Los fuegos artificiales
iluminan la noche bilbaína. Las luces del recinto ferial están apagadas y la
gente mantiene un silencio expectante, solo roto por las exclamaciones de
admiración ante las explosiones más novedosas y sorprendentes. Samuel, cansado,
deposita en el suelo los múltiples bolsos, baratijas y pañuelos de fiesta que
lleva en los brazos. «Iñaki, ze urrun dago Kamerun…» La
pantalla parpadea al son de la música. Es Aitor, una de las pocas personas con
las que se relaciona fuera del colectivo de inmigrantes y que, de vez en
cuando, le busca trabajo en alguna obra.
—Ya
es hora de que respondas, Samuel. He pensado que tal vez estés por el Casco
Viejo y te apetezca tomar algo conmigo.
—Si
estoy aquí, pero no puedo. Este no está siendo un buen mes y tengo que
aprovechar que son fiestas para… —Intenta argumentar, mientras mete la mano en
su bolsillo, donde apenas tintinean unas monedas.
—Pero
algo tendrás que cenar. Venga, tío, invito yo —Insiste Aitor sin dejarle
hablar. El estómago de Samuel parece protestar ante la negativa de este a
aceptar la invitación — No hay más que hablar. Te hago una llamada perdida
cuando llegue.
Samuel
intenta buscar una excusa, pero claudica y deja morir las palabras en sus
labios. Cuando Aitor se pone terco no hay quien le haga cambiar de opinión.
Antes de guardar el móvil entra en su archivo de fotografías. Desde la
pantalla, su mujer, Therese, le sonríe, mientras Daniel y Pauline, sus hijos,
juegan a su alrededor. Samuel maximiza
la imagen y se centra en sus labios.

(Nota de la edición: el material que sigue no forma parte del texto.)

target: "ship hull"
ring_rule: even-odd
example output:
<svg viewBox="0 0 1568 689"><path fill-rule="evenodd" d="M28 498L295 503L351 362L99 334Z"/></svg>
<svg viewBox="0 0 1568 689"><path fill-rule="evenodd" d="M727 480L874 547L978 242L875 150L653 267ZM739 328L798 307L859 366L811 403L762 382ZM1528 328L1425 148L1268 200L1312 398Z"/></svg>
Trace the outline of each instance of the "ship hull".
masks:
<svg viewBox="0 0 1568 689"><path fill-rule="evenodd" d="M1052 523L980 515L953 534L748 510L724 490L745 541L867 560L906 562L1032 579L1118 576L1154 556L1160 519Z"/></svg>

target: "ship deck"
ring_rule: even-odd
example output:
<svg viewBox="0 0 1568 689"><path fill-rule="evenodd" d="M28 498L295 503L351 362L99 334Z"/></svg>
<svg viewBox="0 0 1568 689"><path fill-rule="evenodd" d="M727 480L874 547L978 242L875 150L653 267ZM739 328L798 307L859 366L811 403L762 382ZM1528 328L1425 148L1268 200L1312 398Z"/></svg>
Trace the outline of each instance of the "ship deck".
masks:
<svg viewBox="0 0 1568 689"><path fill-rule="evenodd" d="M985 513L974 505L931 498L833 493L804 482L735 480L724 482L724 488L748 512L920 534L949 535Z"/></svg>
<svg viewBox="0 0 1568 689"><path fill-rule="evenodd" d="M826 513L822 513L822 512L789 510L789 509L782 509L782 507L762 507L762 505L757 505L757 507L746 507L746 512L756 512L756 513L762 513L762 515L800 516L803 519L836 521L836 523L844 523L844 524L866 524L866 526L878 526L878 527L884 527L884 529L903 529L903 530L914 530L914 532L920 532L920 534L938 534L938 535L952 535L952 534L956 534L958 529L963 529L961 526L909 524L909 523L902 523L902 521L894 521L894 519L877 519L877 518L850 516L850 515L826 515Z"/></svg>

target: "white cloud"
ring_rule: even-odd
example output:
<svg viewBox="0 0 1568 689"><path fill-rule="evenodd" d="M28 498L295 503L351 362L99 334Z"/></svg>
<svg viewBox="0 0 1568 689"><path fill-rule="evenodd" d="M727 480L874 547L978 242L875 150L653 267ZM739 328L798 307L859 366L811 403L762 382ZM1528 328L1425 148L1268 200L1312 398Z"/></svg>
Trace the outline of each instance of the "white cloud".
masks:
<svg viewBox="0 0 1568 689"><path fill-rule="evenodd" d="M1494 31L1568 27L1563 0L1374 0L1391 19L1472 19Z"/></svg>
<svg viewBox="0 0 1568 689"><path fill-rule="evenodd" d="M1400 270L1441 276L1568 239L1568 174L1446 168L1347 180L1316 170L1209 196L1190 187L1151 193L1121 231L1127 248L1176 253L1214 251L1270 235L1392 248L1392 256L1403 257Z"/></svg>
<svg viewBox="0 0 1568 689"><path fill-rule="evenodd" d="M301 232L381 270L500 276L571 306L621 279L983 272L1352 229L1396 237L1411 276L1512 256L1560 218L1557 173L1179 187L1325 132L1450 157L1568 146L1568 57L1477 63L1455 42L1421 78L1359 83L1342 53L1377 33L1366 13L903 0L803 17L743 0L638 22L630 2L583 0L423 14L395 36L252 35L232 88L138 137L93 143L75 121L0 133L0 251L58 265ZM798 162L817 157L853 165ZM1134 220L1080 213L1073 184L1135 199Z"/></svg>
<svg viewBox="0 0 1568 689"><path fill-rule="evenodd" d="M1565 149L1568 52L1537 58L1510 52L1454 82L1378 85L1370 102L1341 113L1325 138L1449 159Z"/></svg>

Observa sus perfiles delicados y el modo
en que se curvan para dar forma a esa sonrisa que adora. Por su cabeza nunca ha
pasado la idea de traer a su familia. ¿Qué
tendrían aquí? Desarraigo, pobreza, xenofobia… Sin embargo allí, con el dinero
que él les envía —ahorra cada céntimo que puede— alcanzan un estado de
bienestar que en España les sería negado. Cierra los ojos y los imagina
sentados alrededor de la mesa, en la que no falta yuca, ñame, arroz, maíz, frijoles, brochetas de pollo y
pescado, pan francés... Ya no tienen que
recoger brotes en el bosque ni cazar animales con los que engañar al hambre. Escucha
a sus hijos reír, los ve embadurnados de salsa de tomate, incluso escucha un
eructo que sale de la boca de Daniel ante la severa mirada de su madre… y la
ternura que le produce esa visión le hace sentir bien. La traca final le saca
de la ensoñación casi en el mismo instante en el que suena el móvil y recibe la
llamada de Aitor. «Iñaki, qué lejos está
Camerún…»
Therese avisa a
sus hijos de que la cena está lista. Se sientan sin apenas echar un vistazo a la
comida que hay sobre el mantel inmaculado. Todas las miradas se concentran en
ese plato vacío que Therese se empeña en poner, cada día, para Samuel.